ProShares UCO Draws Trader Interest as USO’s 64% YTD Gain Undermined by Contango Drag
U.S. Oil Fund’s 64% year-to-date gain contrasts with just 39% return over the past decade due to contango roll losses, prompting traders to eye ProShares UCO for alternative oil exposure. Weekly Reddit sentiment on USO hits 85/100, with multiple threads debating USO versus UCO strategies.

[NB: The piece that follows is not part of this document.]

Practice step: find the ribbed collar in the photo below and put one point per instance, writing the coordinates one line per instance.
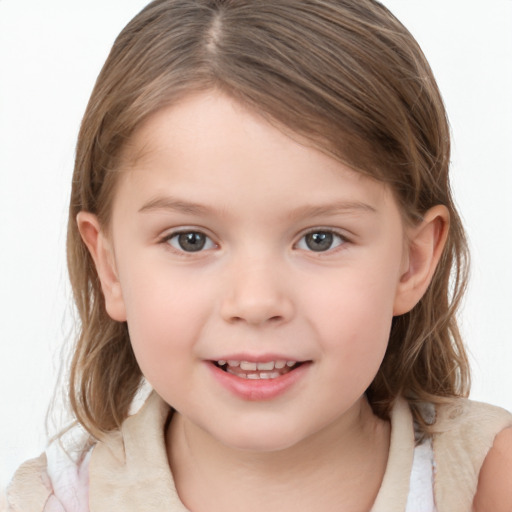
(129, 470)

1. Contango’s Impact on Futures-Based Funds
USO holds front-month WTI futures contracts and incurs guaranteed losses when rolling into higher-priced next-month contracts during contango, creating a growing gap between spot crude gains and fund returns. ProShares UCO similarly relies on futures rolls but seeks twice the daily move in crude, meaning contango drag can compound more sharply.
2. Trader Pivot to UCO
Retail traders are debating USO versus UCO on social forums, with weekly sentiment for USO at 85 out of 100 and specific threads highlighting UCO as a potential alternative play to capture oil price rallies. The ongoing supply-disruption narratives that lifted USO’s price have spurred interest in UCO’s leveraged structure.
3. UCO’s Structural Considerations
UCO carries a 0.6% annual expense ratio, but the true cost lies in negative roll yields during contango environments, which can shave several percentage points annually. Its 2x leverage amplifies both gains from short-term supply shocks and losses when futures curves invert or stabilize.